Any organization using email is at risk of an email account compromise. Email account compromise (EAC) is when a bad actor gains unauthorized access, through different attack techniques, to an email account, and can put organizations at financial risk. The FBI estimated that in 2021, account compromises resulted in nearly $2.4 billion in losses (IC3 Report, 2021). EAC attacks exploit trusted relationships across colleges, customers, partners, and other parties to conduct malicious attacks. Once an email account has been compromised, bad actors can spread ransomware, exfiltrate sensitive data, and divert funds to fraudulent accounts.

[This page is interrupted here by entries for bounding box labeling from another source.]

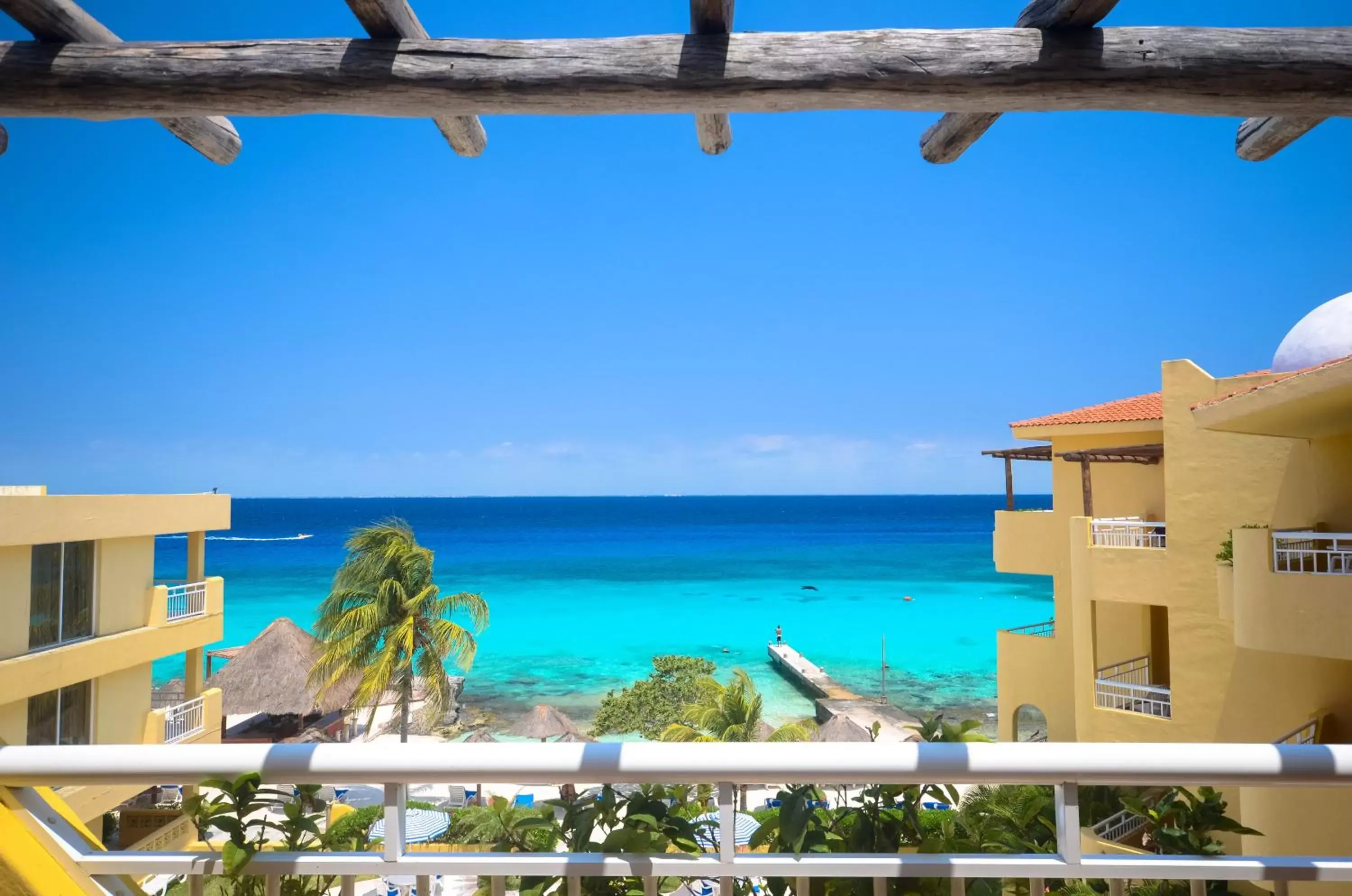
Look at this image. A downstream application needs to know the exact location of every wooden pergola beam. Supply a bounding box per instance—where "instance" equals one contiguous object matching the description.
[347,0,488,157]
[921,0,1117,165]
[0,27,1352,119]
[1234,116,1324,162]
[690,0,733,155]
[0,0,241,165]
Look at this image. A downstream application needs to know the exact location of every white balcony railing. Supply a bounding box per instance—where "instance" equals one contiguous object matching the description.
[1272,531,1352,576]
[1005,619,1056,638]
[1090,516,1165,547]
[1090,809,1145,843]
[0,743,1352,896]
[165,697,206,743]
[1094,657,1174,719]
[1272,719,1320,745]
[165,581,207,622]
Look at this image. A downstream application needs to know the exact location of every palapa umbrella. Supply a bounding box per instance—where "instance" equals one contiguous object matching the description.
[817,715,873,743]
[207,617,360,716]
[370,809,450,843]
[695,812,760,849]
[507,703,581,742]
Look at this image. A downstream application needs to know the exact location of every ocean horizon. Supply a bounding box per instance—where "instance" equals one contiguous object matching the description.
[154,494,1052,722]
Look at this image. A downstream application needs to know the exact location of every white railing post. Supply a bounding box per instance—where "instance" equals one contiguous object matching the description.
[1052,782,1080,865]
[385,784,408,862]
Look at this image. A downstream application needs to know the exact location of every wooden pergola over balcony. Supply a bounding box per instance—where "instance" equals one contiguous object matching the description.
[982,445,1052,511]
[1056,445,1164,517]
[0,0,1352,164]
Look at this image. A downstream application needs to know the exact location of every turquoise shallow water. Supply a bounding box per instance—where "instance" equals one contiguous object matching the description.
[155,496,1051,719]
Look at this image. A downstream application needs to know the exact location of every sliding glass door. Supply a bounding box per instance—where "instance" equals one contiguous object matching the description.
[28,542,95,650]
[28,681,93,746]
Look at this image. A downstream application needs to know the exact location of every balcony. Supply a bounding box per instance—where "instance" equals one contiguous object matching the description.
[143,688,220,743]
[991,511,1065,576]
[1000,619,1056,638]
[1094,657,1174,719]
[0,743,1352,896]
[1090,516,1165,549]
[1272,530,1352,576]
[1238,528,1352,659]
[0,577,224,705]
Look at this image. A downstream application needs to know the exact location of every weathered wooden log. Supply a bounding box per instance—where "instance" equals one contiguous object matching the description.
[921,0,1117,165]
[0,0,239,165]
[1234,116,1324,162]
[347,0,488,157]
[0,28,1352,119]
[690,0,733,155]
[1014,0,1117,28]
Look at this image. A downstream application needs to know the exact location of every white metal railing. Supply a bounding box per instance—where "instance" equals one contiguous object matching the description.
[1090,809,1145,843]
[1094,654,1151,684]
[1090,516,1165,547]
[0,743,1352,896]
[1005,619,1056,638]
[165,697,206,743]
[1272,531,1352,576]
[1272,719,1320,745]
[165,581,207,622]
[1094,678,1174,719]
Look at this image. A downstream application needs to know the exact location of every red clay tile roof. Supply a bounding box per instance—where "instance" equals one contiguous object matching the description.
[1010,392,1164,427]
[1192,354,1352,411]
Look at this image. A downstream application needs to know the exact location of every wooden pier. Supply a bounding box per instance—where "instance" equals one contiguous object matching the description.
[768,643,919,742]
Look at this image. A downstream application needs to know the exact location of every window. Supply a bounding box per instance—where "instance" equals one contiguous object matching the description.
[28,681,93,746]
[28,542,93,650]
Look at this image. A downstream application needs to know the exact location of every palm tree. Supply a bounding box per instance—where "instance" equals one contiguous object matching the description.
[661,669,817,811]
[310,517,488,741]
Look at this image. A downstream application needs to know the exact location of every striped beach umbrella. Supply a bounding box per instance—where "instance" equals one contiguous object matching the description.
[370,809,450,843]
[695,812,760,849]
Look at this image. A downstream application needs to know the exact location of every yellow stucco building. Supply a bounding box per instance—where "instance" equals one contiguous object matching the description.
[0,486,230,830]
[988,296,1352,892]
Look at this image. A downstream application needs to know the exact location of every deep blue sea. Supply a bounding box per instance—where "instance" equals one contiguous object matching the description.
[155,494,1052,720]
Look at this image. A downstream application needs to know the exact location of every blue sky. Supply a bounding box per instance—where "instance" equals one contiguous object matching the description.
[0,0,1352,494]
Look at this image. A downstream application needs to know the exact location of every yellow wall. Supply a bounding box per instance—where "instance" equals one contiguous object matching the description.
[996,361,1352,889]
[0,494,230,546]
[95,535,155,635]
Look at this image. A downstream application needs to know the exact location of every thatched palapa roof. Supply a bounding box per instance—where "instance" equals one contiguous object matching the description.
[817,715,873,743]
[507,703,581,739]
[207,617,358,715]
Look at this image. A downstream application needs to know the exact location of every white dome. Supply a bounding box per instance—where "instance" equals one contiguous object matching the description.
[1272,292,1352,373]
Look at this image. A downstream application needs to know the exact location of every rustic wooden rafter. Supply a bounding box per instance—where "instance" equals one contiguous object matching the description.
[1234,115,1324,162]
[0,0,239,165]
[347,0,488,157]
[0,29,1352,119]
[921,0,1117,165]
[982,445,1052,511]
[690,0,734,155]
[1056,445,1164,463]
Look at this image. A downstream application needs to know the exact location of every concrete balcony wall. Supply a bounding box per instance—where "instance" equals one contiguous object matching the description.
[1233,528,1352,659]
[992,511,1065,576]
[995,628,1075,741]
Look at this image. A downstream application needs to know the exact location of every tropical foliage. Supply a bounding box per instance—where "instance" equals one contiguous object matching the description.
[661,669,817,742]
[592,655,714,739]
[310,519,488,741]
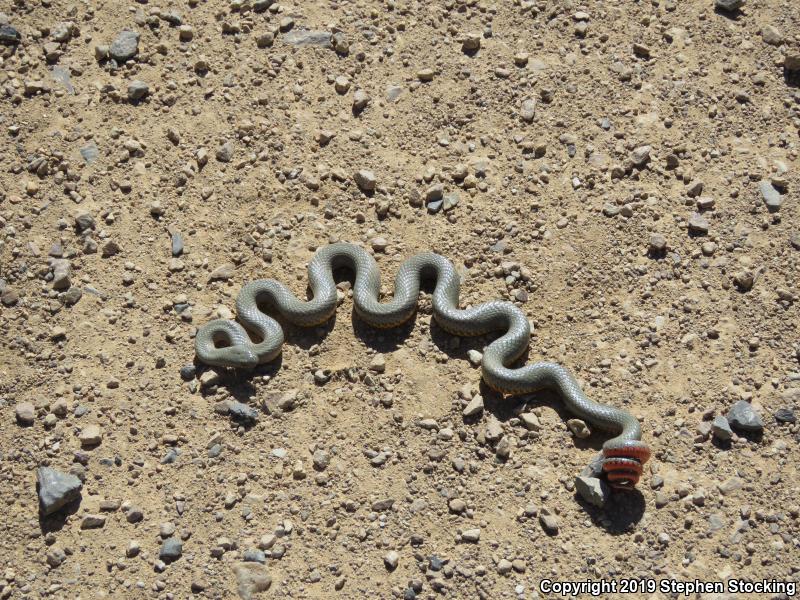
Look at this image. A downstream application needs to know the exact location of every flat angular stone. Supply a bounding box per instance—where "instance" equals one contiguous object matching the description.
[36,467,83,515]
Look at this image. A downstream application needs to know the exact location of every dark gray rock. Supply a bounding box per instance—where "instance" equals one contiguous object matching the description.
[108,29,139,62]
[758,179,783,211]
[36,467,83,515]
[128,79,150,102]
[158,537,183,563]
[0,25,22,46]
[728,400,764,432]
[283,29,333,48]
[229,400,258,421]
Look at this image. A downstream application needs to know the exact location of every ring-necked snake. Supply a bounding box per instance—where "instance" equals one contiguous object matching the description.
[195,243,650,489]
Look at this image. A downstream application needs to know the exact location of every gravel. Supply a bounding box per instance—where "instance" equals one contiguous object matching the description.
[108,29,139,63]
[727,400,764,432]
[36,467,83,515]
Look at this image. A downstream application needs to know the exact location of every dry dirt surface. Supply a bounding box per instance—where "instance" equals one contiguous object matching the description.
[0,0,800,600]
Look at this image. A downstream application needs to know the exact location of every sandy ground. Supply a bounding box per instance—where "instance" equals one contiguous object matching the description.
[0,0,800,600]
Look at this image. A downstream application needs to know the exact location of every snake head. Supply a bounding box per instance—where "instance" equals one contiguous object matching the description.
[217,346,259,369]
[603,440,650,490]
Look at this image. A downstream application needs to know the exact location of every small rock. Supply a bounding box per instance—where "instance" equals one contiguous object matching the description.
[519,98,536,123]
[649,233,667,254]
[758,180,783,211]
[0,24,22,46]
[711,415,733,442]
[216,141,234,163]
[630,146,653,168]
[282,29,332,48]
[461,395,483,417]
[567,419,592,440]
[36,467,83,515]
[353,90,370,113]
[78,424,103,448]
[233,562,272,600]
[383,550,400,571]
[128,79,150,102]
[353,169,377,192]
[158,537,183,564]
[16,402,36,427]
[467,350,483,367]
[461,31,483,54]
[81,515,106,529]
[688,213,708,235]
[772,408,797,423]
[761,25,783,46]
[728,400,764,432]
[539,513,558,535]
[715,0,745,12]
[461,527,481,544]
[369,354,386,373]
[575,476,611,507]
[208,263,236,281]
[108,29,139,63]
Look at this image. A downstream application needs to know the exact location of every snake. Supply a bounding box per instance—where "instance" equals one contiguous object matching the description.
[195,242,650,489]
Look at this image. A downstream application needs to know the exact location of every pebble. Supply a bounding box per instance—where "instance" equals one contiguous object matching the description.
[0,24,22,46]
[539,513,559,535]
[78,423,103,448]
[567,419,592,440]
[461,527,481,544]
[575,475,611,507]
[215,141,234,163]
[36,467,83,515]
[158,537,183,564]
[630,146,653,168]
[758,180,783,211]
[715,0,745,12]
[727,400,764,432]
[383,550,400,571]
[772,408,797,424]
[128,79,150,102]
[461,395,483,417]
[519,98,536,123]
[208,263,236,281]
[461,31,483,54]
[282,29,333,48]
[353,169,377,193]
[688,213,708,235]
[108,29,139,63]
[15,402,36,426]
[761,25,783,46]
[711,415,733,442]
[233,562,272,600]
[353,90,370,113]
[81,515,106,529]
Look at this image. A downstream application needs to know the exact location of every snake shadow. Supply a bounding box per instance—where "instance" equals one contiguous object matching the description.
[574,488,646,535]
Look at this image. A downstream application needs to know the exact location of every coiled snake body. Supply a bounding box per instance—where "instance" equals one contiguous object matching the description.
[195,243,650,488]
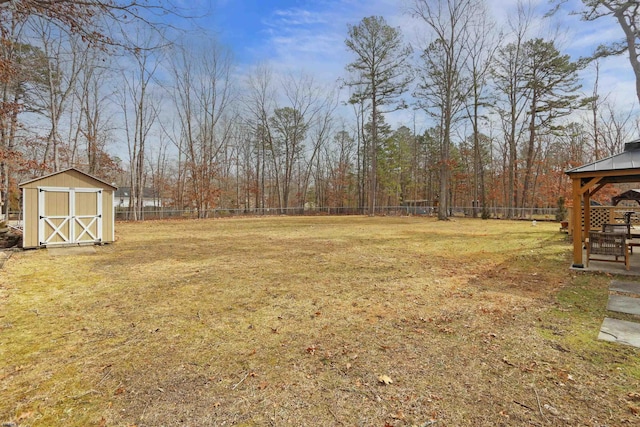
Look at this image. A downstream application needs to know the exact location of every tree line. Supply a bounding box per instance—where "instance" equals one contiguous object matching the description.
[0,0,640,219]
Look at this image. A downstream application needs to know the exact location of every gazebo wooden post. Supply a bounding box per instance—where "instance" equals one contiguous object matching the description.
[573,178,588,268]
[565,139,640,268]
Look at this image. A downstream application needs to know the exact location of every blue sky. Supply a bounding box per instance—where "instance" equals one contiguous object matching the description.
[201,0,633,108]
[159,0,638,137]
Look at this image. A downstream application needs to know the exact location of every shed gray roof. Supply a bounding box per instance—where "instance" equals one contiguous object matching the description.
[18,168,118,190]
[565,139,640,174]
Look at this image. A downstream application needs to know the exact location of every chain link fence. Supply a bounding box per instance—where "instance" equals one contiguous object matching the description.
[111,206,558,221]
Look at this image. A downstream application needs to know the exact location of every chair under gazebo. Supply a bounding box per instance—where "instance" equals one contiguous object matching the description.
[566,139,640,274]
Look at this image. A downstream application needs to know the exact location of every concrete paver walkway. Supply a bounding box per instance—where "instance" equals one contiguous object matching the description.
[598,280,640,348]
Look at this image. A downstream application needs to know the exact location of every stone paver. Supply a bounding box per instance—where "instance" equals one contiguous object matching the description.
[609,280,640,295]
[607,295,640,316]
[598,317,640,348]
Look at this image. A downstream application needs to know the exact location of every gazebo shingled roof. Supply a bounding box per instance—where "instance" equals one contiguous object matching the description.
[611,189,640,206]
[565,139,640,268]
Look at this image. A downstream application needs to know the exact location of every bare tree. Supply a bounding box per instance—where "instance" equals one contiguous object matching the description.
[244,64,279,209]
[120,30,161,220]
[492,4,531,218]
[172,37,233,217]
[551,0,640,106]
[412,0,475,220]
[345,16,412,215]
[466,2,499,217]
[31,19,88,171]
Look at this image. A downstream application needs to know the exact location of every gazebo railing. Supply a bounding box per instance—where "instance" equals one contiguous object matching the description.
[568,206,640,234]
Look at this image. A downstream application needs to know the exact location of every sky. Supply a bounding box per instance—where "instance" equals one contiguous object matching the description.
[188,0,638,132]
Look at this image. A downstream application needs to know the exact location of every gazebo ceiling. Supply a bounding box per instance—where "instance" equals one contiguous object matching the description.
[565,139,640,268]
[565,139,640,183]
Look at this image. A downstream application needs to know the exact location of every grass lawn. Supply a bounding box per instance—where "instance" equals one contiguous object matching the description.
[0,217,640,427]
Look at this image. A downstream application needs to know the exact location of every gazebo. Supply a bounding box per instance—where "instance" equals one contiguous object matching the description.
[565,139,640,268]
[611,189,640,206]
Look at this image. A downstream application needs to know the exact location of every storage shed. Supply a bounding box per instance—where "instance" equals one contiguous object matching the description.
[19,168,117,248]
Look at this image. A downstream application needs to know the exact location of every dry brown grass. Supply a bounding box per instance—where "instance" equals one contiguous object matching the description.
[0,217,640,427]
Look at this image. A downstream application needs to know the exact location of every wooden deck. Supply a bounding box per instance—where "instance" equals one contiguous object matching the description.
[570,246,640,277]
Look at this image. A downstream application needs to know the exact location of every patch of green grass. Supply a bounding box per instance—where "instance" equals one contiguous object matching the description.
[0,217,640,426]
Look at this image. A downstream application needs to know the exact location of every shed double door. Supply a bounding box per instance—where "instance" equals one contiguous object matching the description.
[38,187,102,246]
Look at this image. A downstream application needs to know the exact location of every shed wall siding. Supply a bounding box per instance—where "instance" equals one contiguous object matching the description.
[21,170,115,248]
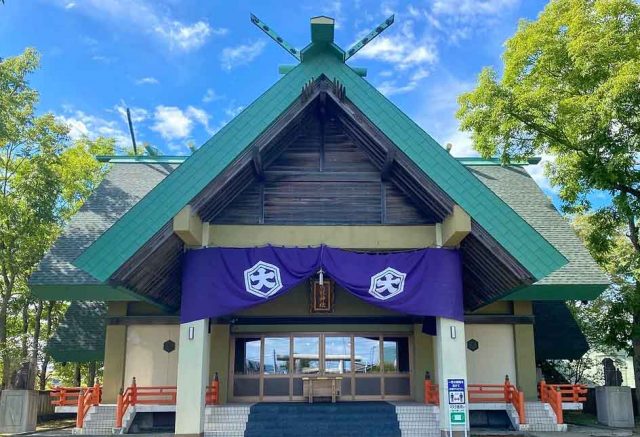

The actions taken by bad actors in an attempt to compromise accounts create signals throughout the system before, during, and after an account has been compromised. These actions leave artifacts that can be analyzed to determine whether an account is being used by the designated owner, or by an unauthorized user for malicious gain. The good news is that bad actors leave breadcrumbs of malicious intent, the bad news is that these signals are hard to independently pinpoint as a leading cause of account compromise. The signals left behind often seem normal and unconnected, such as a failed 2FA login or password reset alert. These events can be hard to classify as leading indicators of a compromised account as they seem like innocent events at first glance, and when looked at independently. Security admins must quickly and accurately distinguish the everyday activity from the malicious intent, or risk a compromised account.
Armorblox is making this job easier for security admins through the release of enhanced EAC capabilities for detection, investigation, and remediation of email account compromise incidents. Armorblox machine learning-based detection provides highly accurate detection of compromised accounts. Armorblox EAC Timeline View captures and organizes all signals associated with potential account compromise in a single, consolidated audit trail. This enables admins to easily investigate and take quick action to lock down an account to protect users and the organization.
Armorblox EAC detection goes beyond hard-coded signal detection; machine learning algorithms provide the precision necessary to identify the signals and events with malicious intent. Using machine learning, Armorblox applies contextual understanding across signals instead of just looking at individual activities for accurate detection. Looking at an unique instance of a failed 2FA login would not be grounds to raise concern; however, when looking at the broader picture, this failed 2FA login paired with a login attempt from an anonymous IP can be a leading indicator of a potential account compromise.
To maintain accuracy and to reduce alert fatigue, Armorblox looks at the big picture, across threat intel, understanding the context behind email behavior to detect account compromise. Armorblox gathers and organizes signals and alerts across integrations with Microsoft to reduce mean time to respond.
Armorblox enables fast threat investigation by consolidating the audit trail of analyzed signals into the Armorblox platform as a single timeline view. Signals are collected pre, during, and post account compromise so that admins can investigate how the account was compromised and clearly follow any additional attacks performed post-account compromise.